I don't want to judge the changes made. In both products the software has evolved over time, together with these rearrangements I expect more deviations to come.

reviewing the numbers

If you compare the cost-values computed and the time spent for executing a statement you will see a big difference: the optimizer prefers the combination TestBig->TestSmall by a big difference (factor 11 approx.), whereas in practice the opposite plan is much, much faster (factor 40 approx.). Obviously something went wrong in the calculations.

The calculations are based mainly on two numbers:
  • how long does it take to read a table sequentially?
  • how many records have to be read via an index?
Reading a table by a full table-scan is computed to a value of 6,127 (table TestSmall) and 211,613 (table TestgBig). These numbers are returned by the function scan_time(). As our tables are of type MyISAM and this function is not implemented in this storage-engine the function in the base-class is called and it looks like this:
  virtual double scan_time()
  { return ulonglong2double(stats.data_file_length) / IO_SIZE + 2; }
So the length of the MYD-file is taken for computing these numbers3) 4).

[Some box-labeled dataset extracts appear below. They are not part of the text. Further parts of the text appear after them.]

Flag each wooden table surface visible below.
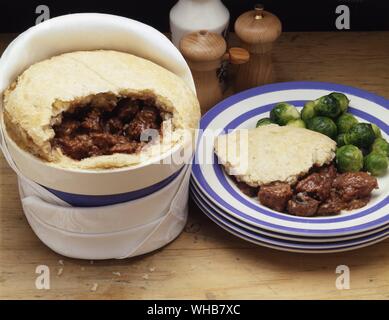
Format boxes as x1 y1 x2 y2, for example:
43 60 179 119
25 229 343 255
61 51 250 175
0 32 389 299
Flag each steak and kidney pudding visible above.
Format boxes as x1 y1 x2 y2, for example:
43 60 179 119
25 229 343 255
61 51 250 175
4 50 200 169
215 124 378 217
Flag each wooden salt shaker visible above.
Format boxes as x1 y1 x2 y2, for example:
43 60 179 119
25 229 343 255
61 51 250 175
179 30 249 114
235 5 281 91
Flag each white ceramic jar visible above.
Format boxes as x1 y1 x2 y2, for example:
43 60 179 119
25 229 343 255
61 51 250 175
170 0 230 48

For accessing the corresponding records via the index this formula is used: take the number of records in table A and multiply it with the expected number of records in table B for one entry in the index. In numbers this means:
  • 134,864,128 = 301,036 * 448 = (number of records in TestSmall) * (expected number of records for one entry in index in TestBig)
  • 10,000,000 = 10,000,000 * 1 = (number of records in TestBig) * (expected number of records for one entry in index in TestSmall)
and this part of the computation results in the big difference in the cost-values.

Looking at the time needed for the two statements it look like the balance between cost of a table-scan and cost of an index-access is disturbed. This maybe different in other storage-engines. Maybe it was in balance in the past but at least on my machine here it's totally wrong. More research on this is needed.

correctness

This text is still a simplified presentation of what's going on in the software. In case something is wrong with my description please use the mail-function of this site and send me a mail describing my error. I will look at it. Thanks.


some notes:
1) as before: the calculations are done as floating-point numbers, but I will present only the integer-part.
2) please restrict this statement to the optimizer-part of the software. I didn't inspect the whole code-base.
3) IO_SIZE has a value of 4,066, the file-sizes are 25,090,360 (=table TestSmall) and 866,761,264 (=table TestBig).
4) other storage-engines may handle this differently.